[llvm-dev] Optimization of successive constant stores

Fri Dec 11 09:13:06 PST 2015

----- Original Message -----
> From: "David Jones" <djones at xtreme-eda.com>
> To: "Hal Finkel" <hfinkel at anl.gov>
> Cc: llvm-dev at lists.llvm.org
> Sent: Friday, December 11, 2015 11:07:28 AM
> Subject: Re: [llvm-dev] Optimization of successive constant stores
> 
> Hmm... found an interesting issue:
> 
> Given:
> 
> %2 = getelementptr inbounds %UodStructType* %0, i32 0, i32 0
> store i8 1, i8* %2, align 8
> %3 = getelementptr inbounds %UodStructType* %0, i32 0, i32 1
> store i8 2, i8* %3, align 1
> %4 = getelementptr inbounds %UodStructType* %0, i32 0, i32 2
> store i8 3, i8* %4, align 2
> %5 = getelementptr inbounds %UodStructType* %0, i32 0, i32 3
> store i8 4, i8* %5, align 1
> ret void
> 
> llc generates:
> 
> movb $1, (%rdi)
> movb $2, 1(%rdi)
> movb $3, 2(%rdi)
> movb $4, 3(%rdi)
> retq
> 
> But given:
> 
> %2 = getelementptr inbounds %UodStructType* %0, i32 0, i32 0
> store i8 1, i8* %2, align 1
> %3 = getelementptr inbounds %UodStructType* %0, i32 0, i32 1
> store i8 2, i8* %3, align 1
> %4 = getelementptr inbounds %UodStructType* %0, i32 0, i32 2
> store i8 3, i8* %4, align 1
> %5 = getelementptr inbounds %UodStructType* %0, i32 0, i32 3
> store i8 4, i8* %5, align 1
> ret void
> 
> We get:
> 
> movl $67305985, (%rdi) # imm = 0x4030201
> retq
> 
> 
> Also interesting:
> 
> define void @test(i8*) {
> %2 = getelementptr inbounds i8* %0, i32 0
> store i8 1, i8* %2, align 1
> %3 = getelementptr inbounds i8* %0, i32 1
> store i8 2, i8* %3, align 1
> %4 = getelementptr inbounds i8* %0, i32 2
> store i8 3, i8* %4, align 1
> %5 = getelementptr inbounds i8* %0, i32 3
> store i8 4, i8* %5, align 1
> ret void
> 
> 
> This code also results in a single store.
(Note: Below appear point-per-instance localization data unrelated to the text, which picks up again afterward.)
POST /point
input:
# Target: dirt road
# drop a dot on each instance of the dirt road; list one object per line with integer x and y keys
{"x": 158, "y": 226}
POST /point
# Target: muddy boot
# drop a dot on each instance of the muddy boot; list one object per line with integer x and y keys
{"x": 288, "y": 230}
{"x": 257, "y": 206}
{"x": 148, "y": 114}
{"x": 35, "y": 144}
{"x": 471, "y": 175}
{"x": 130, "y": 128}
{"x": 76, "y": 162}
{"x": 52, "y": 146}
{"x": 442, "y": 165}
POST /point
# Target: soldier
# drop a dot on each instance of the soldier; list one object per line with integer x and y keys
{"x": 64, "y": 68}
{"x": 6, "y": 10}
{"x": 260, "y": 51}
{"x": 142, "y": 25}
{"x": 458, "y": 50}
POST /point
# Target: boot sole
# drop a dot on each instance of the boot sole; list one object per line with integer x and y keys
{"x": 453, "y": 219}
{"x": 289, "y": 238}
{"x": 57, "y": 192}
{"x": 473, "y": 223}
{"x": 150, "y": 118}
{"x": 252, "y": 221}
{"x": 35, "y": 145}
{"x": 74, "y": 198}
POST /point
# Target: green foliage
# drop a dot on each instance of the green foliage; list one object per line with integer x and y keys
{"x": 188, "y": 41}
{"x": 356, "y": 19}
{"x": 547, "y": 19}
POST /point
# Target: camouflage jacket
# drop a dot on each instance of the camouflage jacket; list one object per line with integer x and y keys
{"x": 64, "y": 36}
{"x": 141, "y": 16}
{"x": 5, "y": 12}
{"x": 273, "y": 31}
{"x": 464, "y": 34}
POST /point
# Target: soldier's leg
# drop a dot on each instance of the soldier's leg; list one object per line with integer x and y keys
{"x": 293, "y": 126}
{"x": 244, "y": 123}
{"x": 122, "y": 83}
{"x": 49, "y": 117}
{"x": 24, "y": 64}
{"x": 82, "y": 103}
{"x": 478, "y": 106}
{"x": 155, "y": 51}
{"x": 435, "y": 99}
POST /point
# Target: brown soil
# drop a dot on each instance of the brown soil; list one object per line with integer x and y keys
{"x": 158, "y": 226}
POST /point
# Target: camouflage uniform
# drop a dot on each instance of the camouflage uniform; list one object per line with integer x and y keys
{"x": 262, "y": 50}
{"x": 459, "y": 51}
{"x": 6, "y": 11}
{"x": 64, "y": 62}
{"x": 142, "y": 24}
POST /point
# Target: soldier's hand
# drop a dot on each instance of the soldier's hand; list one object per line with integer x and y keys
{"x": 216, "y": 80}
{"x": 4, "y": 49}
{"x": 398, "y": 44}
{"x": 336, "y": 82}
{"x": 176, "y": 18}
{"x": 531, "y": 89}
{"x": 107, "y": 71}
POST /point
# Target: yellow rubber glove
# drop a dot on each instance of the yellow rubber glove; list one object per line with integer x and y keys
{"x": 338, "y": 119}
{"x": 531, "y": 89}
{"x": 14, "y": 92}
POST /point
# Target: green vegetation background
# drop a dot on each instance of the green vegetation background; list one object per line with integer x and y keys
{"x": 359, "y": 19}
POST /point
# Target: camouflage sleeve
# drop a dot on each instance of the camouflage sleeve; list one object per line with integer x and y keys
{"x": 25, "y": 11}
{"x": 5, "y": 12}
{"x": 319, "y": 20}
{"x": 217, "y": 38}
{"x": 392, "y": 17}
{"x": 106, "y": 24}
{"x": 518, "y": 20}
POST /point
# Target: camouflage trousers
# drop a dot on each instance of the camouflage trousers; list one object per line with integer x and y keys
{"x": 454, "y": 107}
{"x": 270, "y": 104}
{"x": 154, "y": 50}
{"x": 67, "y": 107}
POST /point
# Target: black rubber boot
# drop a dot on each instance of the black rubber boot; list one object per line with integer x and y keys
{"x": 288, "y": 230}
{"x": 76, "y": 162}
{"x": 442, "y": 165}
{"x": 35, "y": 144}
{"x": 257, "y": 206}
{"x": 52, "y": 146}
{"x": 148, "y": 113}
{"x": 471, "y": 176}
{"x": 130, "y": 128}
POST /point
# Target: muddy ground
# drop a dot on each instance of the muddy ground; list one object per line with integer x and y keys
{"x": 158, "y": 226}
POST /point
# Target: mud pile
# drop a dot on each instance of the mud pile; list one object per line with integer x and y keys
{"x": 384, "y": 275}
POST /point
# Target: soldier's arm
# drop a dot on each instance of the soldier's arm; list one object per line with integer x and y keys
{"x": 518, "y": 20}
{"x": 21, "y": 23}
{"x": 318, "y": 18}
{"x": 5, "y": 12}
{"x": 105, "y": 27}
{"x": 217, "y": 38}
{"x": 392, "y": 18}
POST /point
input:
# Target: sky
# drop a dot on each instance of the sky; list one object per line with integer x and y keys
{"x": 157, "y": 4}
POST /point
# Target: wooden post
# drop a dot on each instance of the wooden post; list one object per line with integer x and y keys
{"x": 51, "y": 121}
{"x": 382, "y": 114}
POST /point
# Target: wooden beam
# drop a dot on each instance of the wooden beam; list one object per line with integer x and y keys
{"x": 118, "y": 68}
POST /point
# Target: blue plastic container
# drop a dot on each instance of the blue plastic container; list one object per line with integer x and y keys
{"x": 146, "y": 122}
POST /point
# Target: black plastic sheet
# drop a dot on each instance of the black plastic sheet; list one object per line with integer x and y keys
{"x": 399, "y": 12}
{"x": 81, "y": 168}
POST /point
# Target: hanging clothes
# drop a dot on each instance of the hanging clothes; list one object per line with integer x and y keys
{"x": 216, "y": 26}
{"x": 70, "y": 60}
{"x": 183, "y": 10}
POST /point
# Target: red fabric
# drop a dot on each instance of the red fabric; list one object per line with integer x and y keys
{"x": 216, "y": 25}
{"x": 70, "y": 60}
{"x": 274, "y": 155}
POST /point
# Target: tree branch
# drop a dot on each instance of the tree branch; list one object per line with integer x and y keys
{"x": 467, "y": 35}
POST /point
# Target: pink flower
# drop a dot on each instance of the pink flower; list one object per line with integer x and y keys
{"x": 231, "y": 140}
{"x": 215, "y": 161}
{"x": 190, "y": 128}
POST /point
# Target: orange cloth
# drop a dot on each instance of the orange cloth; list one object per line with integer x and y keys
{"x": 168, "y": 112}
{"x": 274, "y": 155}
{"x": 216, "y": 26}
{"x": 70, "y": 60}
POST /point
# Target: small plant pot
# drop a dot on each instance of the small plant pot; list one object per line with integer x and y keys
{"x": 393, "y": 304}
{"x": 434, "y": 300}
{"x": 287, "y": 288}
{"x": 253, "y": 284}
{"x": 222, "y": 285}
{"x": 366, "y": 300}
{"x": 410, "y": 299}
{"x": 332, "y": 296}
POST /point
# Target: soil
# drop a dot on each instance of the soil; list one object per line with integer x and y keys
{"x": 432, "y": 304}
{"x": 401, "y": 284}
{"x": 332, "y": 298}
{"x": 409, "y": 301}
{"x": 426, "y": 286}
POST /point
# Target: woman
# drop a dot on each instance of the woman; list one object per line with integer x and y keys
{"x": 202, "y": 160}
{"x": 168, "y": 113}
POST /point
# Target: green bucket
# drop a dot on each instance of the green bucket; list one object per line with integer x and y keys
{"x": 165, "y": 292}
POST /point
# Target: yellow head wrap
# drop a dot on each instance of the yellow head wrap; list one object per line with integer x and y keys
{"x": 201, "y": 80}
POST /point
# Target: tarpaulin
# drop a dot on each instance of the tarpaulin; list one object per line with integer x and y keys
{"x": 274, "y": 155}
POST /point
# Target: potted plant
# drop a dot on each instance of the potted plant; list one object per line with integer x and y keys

However, there is no
> guarantee that the input pointer is 32-bit aligned. x86_64 tolerates
> this, but the ABI mandates aligned loads and stores. My previous
> example guaranteed alignment, because I started with a pointer to a
> structure containing a member having 8-byte alignment, therefore we
> could infer the alignment of some of the stores.
> 
> And checking the code in DAGCombiner.cpp indeed shows that all
> combined instructions have to have the same alignment. Why?
> 
> 

Seems like a bug. Overalignment should be pretty safe to ignore. Can you either submit a patch or file a bug report?

Thanks,
Hal

> 
> 
> On Fri, Dec 11, 2015 at 11:37 AM, Hal Finkel < hfinkel at anl.gov >
> wrote:
> 
> 
> Hi David,
> 
> We generally handle this (early) in the backend where we have more
> information about target capabilities and costs. See
> MergeConsecutiveStores in lib/CodeGen/SelectionDAG/DAGCombiner.cpp
> 
> -Hal
> 
> ----- Original Message -----
> > From: "David Jones via llvm-dev" < llvm-dev at lists.llvm.org >
> > To: llvm-dev at lists.llvm.org
> > Sent: Friday, December 11, 2015 10:32:50 AM
> > Subject: [llvm-dev] Optimization of successive constant stores
> > 
> > Consider the following:
> > 
> > t arget datalayout = "e-m:e-i64:64-f80:128-n8:16:32:64-S128"
> > target triple = "x86_64-unknown-linux-gnu"
> > 
> > %UodStructType = type { i8, i8, i8, i8, i32, i8* }
> > 
> > define void @test(%UodStructType*) {
> > %2 = getelementptr inbounds %UodStructType* %0, i32 0, i32 0
> > store i8 1, i8* %2, align 8
> > %3 = getelementptr inbounds %UodStructType* %0, i32 0, i32 1
> > store i8 2, i8* %3, align 1
> > %4 = getelementptr inbounds %UodStructType* %0, i32 0, i32 2
> > store i8 3, i8* %4, align 2
> > %5 = getelementptr inbounds %UodStructType* %0, i32 0, i32 3
> > store i8 4, i8* %5, align 1
> > ret void
> > }
> > 
> > If I run this through opt -O3, it passes through unchanged.
> > 
> > However, I would think that it would be profitable to combine the
> > stores into a single instruction, e.g.:
> > 
> > define void @test(%UodStructType*) {
> > %2 = bitcast %UodStructType* %0 to i32*
> > store i32 0x04030201, i32* %2, align 8
> > 
> > 
> > ret void
> > }
> > 
> > 
> > I don't see any optimization that would do this.
> > 
> > Interestingly, if I store the same 8-bit constant in all four
> > bytes,
> > then MemCpyOpt will indeed convert this to a 32-bit store.
> > 
> > 
> > Am I doing something wrong, or is there really no optimization pass
> > that can clean this up?
> > 
> > 
> > _______________________________________________
> > LLVM Developers mailing list
> > llvm-dev at lists.llvm.org
> > http://lists.llvm.org/cgi-bin/mailman/listinfo/llvm-dev
> > 
> 
> --
> Hal Finkel
> Assistant Computational Scientist
> Leadership Computing Facility
> Argonne National Laboratory
> 
> 

-- 
Hal Finkel
Assistant Computational Scientist
Leadership Computing Facility
Argonne National Laboratory